Inside the #MarRef trenches
Following on from my #MarRef tweet dataset post, I thought of some additional things that might be cool to look at and I’m going to share them here.
That dataset consisted of 229,563 #MarRef tweets from 43,501 tweeters. In the previous post one of the things listed is the top 50 tweeters. I thought it might be interesting to look at tweeters directly and see if they had some interesting trends.
“Vote Yes”, “#VoteNo”, “#YesEquality”, etc…
I labelled tweeters with their likely voting preference, that I judged from reading their tweets. To maximise the number of tweets for any later analyses I worked in descending order of number of tweets. I reached 208 likely Yes voters and 38 No voters before it became too tedious. I came across 17 accounts for which likely voting preference couldn’t be determined or was a neutral news account, etc, and so were excluded.

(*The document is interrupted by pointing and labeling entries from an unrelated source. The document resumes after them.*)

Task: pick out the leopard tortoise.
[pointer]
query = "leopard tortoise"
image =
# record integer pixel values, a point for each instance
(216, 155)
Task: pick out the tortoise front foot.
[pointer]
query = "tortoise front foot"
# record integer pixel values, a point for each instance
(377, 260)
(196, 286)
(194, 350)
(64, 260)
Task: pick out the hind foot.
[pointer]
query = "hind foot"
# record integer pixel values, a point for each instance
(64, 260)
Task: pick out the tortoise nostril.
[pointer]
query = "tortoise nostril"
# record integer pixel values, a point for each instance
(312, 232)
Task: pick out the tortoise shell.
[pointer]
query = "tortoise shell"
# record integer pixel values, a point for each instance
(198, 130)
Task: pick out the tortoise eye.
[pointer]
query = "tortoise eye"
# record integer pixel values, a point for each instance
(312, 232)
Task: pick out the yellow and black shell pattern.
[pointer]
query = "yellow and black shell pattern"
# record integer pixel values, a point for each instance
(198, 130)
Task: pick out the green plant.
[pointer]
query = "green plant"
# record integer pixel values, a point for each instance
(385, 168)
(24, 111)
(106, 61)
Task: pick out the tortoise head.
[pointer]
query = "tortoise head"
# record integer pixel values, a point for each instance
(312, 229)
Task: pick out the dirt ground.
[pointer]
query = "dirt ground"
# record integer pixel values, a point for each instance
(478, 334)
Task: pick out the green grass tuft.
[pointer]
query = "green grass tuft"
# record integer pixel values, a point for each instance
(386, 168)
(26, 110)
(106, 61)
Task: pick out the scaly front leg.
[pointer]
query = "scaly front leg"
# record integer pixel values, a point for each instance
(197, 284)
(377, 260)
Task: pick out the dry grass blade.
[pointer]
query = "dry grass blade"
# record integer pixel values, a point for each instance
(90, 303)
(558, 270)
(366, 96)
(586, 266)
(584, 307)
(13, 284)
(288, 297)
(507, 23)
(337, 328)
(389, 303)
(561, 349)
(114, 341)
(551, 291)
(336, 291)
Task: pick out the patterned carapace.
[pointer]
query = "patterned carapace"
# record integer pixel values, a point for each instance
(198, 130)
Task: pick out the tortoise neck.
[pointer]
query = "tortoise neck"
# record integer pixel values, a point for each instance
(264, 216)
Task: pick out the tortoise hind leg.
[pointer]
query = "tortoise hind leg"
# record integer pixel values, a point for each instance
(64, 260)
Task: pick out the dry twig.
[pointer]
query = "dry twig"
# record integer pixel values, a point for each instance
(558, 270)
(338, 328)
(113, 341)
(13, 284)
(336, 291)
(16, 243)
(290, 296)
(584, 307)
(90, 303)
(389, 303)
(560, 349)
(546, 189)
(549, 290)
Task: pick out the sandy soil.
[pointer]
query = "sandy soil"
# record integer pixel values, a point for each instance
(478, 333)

These numbers support Twitter being more liberal about same-sex marriage, with 85% of the most vocal #MarRef tweeters leaning Yes compared to 62% of the Irish public voting Yes. (Prehaps this could be biased by young people who are more likely to be in favour of same-sex marriage also tweeting more often? So not only are there more young people than average on Twitter but they also tweet more?)
Mapping Trenches
One of the first things I wondered was if the accounts that tweeters follow would match their voting preference. So I gathered accounts that tweeters followed, again in descending order based on number of #MarRef tweets. This collection is still ongoing due to very restrictive Twitter API rate limiting but at time of writing I’ve collected following data for over 24k of the 43.5k tweeters, which is more than enough. In fact, these 24k tweeters account for over 200k of the 229k #MarRef tweets.
Selecting 1,975 top tweeters and graphing them as a network produced the above figure with the edges (lines connecting them) representing accounts following other accounts displayed here. This should really be a directed graph but it doesn’t really matter here. Tweeters labeled as likely yes votes are in blue, likely no voters are in yellow and others are white.
The ForceAtlas2 algorithm attempts to space out nodes so that there is minimal edge overlap and after a few hundred iterations produced the above layout. There is very clear separation between yes and no voters (no voters clustering to the right, yes to the left). This network suggests that while yes and no voters follow others on the opposing side, they seem more likely to follow other tweeters that agree with their voting preference.
While it was tempting just to draw circles around the blue blob and yellow blob and compare and contrast each, I tried to be a little smarter and use the Markov Cluster Algorithm. Essentially it clusters nodes based on the assumption that random walks along edges will rarely lead it to travel between different clusters. So if it begins in the group of yellow no voters, it’s more likely to stay in the yellow group than it is to wander off into the larger blue group and vice versa. The results of the clustering were a little less clean than I would have liked but it worked pretty well. It produced 366 clusters, with 13 clusters containing 5 or more tweeters (listed in the table below).
Cluster # | # tweeters | # Yes | # No | Called as |
---|---|---|---|---|
8 | 445 | 68 | 0 | Yes |
305 | 409 | 50 | 0 | Yes |
6 | 316 | 39 | 0 | Yes |
109 | 142 | 4 | 1 | - |
90 | 91 | 2 | 0 | - |
22 | 61 | 0 | 15 | No |
18 | 22 | 1 | 0 | - |
2 | 19 | 0 | 5 | No |
51 | 11 | 0 | 4 | No |
174 | 9 | 0 | 0 | - |
118 | 7 | 0 | 1 | - |
24 | 6 | 1 | 0 | - |
7 | 5 | 1 | 0 | - |
… | … | … | … | … |
Looking at the numbers of handlabelled yes and no voters in each, I’m calling clusters 8, 305 and 6 as being yes voters and clusters 22, 2 and 51 as no voters. Using this clustering method I gain 1,013 likely yes voters and 67 no voters. So combined with my handlabelled 208 Yes voters and 38 No voters, I now have 1,221 total Yes voters and 105 No voters to analyse going forward.